Applications of Hybrid PET/MRI to the Study of Frontotemporal Dementia
Abstract
Frontotemporal dementia (FTD) is the second most common type of early-onset neurodegenerative dementia. This thesis investigated how hybrid positron emission tomography (PET) and magnetic resonance imaging (MRI) could benefit neuroimaging of FTD. Quantification of PET requires measuring a tracer’s arterial input function (AIF), which is invasive and challenging. An alternative non-invasive method is to extract an image-derived input function (IDIF) from PET images. My first project was to validate a software called caliPER designed to extract IDIFs by using high soft-tissue contrast MR images. Validation studies involved a porcine model as well as human controls. Good agreement of the area between extracted IDIFs and AIFs were found with an overestimation of 8 ± 5% in the animals and 6 ± 8% for the healthy human controls.

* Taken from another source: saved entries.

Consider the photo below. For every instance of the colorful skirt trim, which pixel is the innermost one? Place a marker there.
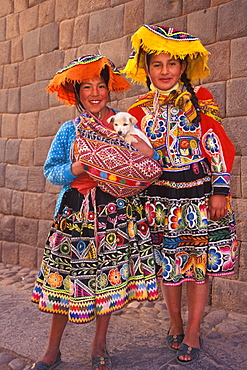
(97, 261)
(187, 244)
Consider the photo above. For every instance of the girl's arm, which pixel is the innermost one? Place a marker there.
(217, 207)
(58, 167)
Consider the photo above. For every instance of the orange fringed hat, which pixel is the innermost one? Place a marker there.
(151, 39)
(80, 70)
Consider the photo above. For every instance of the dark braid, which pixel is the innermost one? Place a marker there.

PET provides the ability to image neuroinflammation using tracers that target the 18KDa translocator protein (TSPO) in microglia. However, quantification is challenging due to the lack of a reference region. To overcome this, I investigated the application of a simultaneous estimation (SIME) method to dynamic PET data acquired with the TSPO tracer, [18F]FEPPA. The SIME method used IDIF and venous blood samples to correct for metabolites. The method was applied to a [18F]FEPPA data from healthy controls that included AIF to directly measure the binding potential and showed that the imaging duration could be reduced to 90 min without compromising the precision of the binding potential.
Metabolic connectivity mapping combines [18F] fluorodeoxyglucose (FDG) PET with resting-state functional MRI (rsfMRI) to estimate direction of signalling between brain regions, which is termed effective connectivity. Metabolic connectivity mapping is based on the theory that ~75% of glucose consumed is by post-synaptic activity. Therefore, the at the target region FDG activity is higher. For my third project, I used Metabolic connectivity mapping to investigate effective connectivity disruptions in behavioural variant FTD patients. Using healthy controls, we determined that neuronal signaling is from the anterior insula (AI) to the dorsal anterior cingulate cortex (dorsal ACC). This neuronal communication between dorsal ACC and AI provides insight into the neurobiological mechanisms related to emotional processing, decision-making, and self-regulation that are linked with bvFTD's behavioural manifestations.